Our equations can now be written as $a=21c+1000-11k,b=k-12c$ . We need to choose $k$ and $c$ so that both $a$ and $b$ come out non-negative, meaning that $12c\leq{k}\leq{\frac{21c+1000}{11}}$ . If we let $c=0$ , we get solutions $0\leq{k}\leq{90}$ . If we let $c=7$ , we get solutions $84\leq{k}\leq{104}$ .(Why don't we need to check $1\leq{c}\leq{6}$ ).If we let $c=8$ , we get solutions $96\leq{k}\leq{106}$ . If we let $c=9$ , we get the single solution $k=108$ . Thus there are $\boxed{108}$ solutions overall, namely $0\leq{k}\leq{106}$ and $k=108$ .

This work may become clearer if you look at the "feasible region" in the $c-k$ plane, $12c\leq{k}\leq{\frac{21c+1000}{11}}$ , a triangle.

Suppose we require $a$ $7$ s, $b$ $77$ s, and $c$ $777$ s to sum up to $7000$ ( $a,b,c \ge 0$ ). Then $7a + 77b + 777c = 7000$ , or dividing by $7$ , $a + 11b + 111c = 1000$ . Then the question is asking for the number of values of $n = a + 2b + 3c$ .

Manipulating our equation, we have $a + 2b + 3c = n = 1000 - 9(b + 12c) \Longrightarrow 0 < 9(b+12c) < 1000$ . Thus the number of potential values of $n$ is the number of multiples of $9$ from $0$ to $1000$ , or $112$ .

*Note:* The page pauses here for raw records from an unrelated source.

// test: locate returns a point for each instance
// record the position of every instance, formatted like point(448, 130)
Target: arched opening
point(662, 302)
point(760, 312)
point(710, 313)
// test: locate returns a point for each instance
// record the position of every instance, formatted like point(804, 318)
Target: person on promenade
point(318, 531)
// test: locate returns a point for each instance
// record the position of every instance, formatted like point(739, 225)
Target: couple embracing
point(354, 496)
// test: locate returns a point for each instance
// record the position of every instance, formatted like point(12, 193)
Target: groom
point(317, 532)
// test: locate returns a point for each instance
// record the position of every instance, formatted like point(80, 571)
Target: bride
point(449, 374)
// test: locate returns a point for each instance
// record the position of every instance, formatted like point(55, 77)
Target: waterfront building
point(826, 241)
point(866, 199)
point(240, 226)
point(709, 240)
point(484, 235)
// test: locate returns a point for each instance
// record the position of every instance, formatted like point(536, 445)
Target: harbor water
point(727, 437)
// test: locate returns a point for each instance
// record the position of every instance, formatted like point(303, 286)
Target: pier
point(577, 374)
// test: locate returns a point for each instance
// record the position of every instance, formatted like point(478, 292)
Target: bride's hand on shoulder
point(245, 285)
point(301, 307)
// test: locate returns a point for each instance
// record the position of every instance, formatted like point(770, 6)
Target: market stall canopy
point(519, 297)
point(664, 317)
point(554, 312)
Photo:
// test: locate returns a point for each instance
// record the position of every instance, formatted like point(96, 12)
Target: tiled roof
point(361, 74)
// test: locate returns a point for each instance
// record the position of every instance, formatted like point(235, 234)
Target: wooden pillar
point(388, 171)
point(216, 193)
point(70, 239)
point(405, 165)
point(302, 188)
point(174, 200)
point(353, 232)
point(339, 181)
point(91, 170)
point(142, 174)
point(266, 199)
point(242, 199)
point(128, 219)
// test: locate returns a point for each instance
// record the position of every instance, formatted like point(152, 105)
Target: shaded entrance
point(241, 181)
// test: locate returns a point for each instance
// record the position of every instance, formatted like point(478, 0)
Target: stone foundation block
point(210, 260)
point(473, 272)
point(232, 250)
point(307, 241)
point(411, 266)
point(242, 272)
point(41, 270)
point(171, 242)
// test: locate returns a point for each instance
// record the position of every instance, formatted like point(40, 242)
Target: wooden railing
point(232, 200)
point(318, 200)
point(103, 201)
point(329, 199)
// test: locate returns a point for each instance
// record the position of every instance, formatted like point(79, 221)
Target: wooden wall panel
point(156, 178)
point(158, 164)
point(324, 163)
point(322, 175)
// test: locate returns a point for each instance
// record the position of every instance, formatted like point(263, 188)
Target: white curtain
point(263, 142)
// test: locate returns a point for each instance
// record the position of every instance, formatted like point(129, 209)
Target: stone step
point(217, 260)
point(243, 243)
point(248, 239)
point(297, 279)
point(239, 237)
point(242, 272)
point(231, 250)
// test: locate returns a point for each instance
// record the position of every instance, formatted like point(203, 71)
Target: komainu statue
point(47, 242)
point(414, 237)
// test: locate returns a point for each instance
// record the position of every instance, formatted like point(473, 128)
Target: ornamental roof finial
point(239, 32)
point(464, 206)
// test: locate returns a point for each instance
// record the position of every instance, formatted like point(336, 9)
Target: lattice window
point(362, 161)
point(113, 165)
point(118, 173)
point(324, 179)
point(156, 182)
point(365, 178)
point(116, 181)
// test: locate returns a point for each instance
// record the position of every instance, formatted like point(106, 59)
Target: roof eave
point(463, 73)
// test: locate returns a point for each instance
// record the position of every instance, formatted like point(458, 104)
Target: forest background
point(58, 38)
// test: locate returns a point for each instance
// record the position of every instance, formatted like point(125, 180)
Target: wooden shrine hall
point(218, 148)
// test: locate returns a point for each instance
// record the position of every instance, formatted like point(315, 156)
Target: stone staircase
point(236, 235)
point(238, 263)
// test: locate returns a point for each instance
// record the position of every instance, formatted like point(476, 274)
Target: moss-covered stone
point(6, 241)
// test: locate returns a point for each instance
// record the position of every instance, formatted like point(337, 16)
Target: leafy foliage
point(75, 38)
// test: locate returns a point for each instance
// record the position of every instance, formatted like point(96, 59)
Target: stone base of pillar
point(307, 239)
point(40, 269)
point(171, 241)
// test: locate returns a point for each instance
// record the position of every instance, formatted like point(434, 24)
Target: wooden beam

However, we forgot to consider the condition that $a \ge 0$ . For a solution set $(b,c): n=1000-9(b+12c)$ , it is possible that $a = n-2b-3c < 0$ (for example, suppose we counted the solution set $(b,c) = (1,9) \Longrightarrow n = 19$ , but substituting into our original equation we find that $a = -10$ , so it is invalid). In particular, this invalidates the values of $n$ for which their only expressions in terms of $(b,c)$ fall into the inequality $9b + 108c < 1000 < 11b + 111c$ .

For $1000 - n = 9k \le 9(7 \cdot 12 + 11) = 855$ , we can express $k$ in terms of $(b,c): n \equiv b \pmod{12}, 0 \le b \le 11$ and $c = \frac{n-b}{12} \le 7$ (in other words, we take the greatest possible value of $c$ , and then "fill in" the remainder by incrementing $b$ ). Then $11b + 111c \le 855 + 2b + 3c \le 855 + 2(11) + 3(7) = 898 < 1000$ , so these values work.

Similarily, for $855 \le 9k \le 9(8 \cdot 12 + 10) = 954$ , we can let $(b,c) = (k-8 \cdot 12,8)$ , and the inequality $11b + 111c \le 954 + 2b + 3c \le 954 + 2(10) + 3(8) = 998 < 1000$ . However, for $9k \ge 963 \Longrightarrow n \le 37$ , we can no longer apply this approach.

So we now have to examine the numbers on an individual basis. For $9k = 972$ , $(b,c) = (0,9)$ works. For $9k = 963, 981, 990, 999 \Longrightarrow n = 37, 19, 10, 1$ , we find (using that respectively, $b = 11,9,10,11 + 12p$ for integers $p$ ) that their is no way to satisfy the inequality $11b + 111c < 1000$ .

Thus, the answer is $112 - 4 = \boxed{108}$ .

Its obvious that $7000 = 7(1000)$ .

Divide the problem into 10 cases which in the $k^{th}$ case $1000 = 111k + m$ for a positive integer $m$ .

From the 10 cases we got $n \in S$ with

$S$ = {28, 46, 55, 64, ..., 1000} = {28, 9(5) + 1, 9(6) + 1, ..., 9(111) + 1}.

It implies that there are exactly 108 positive integer $n$ possible.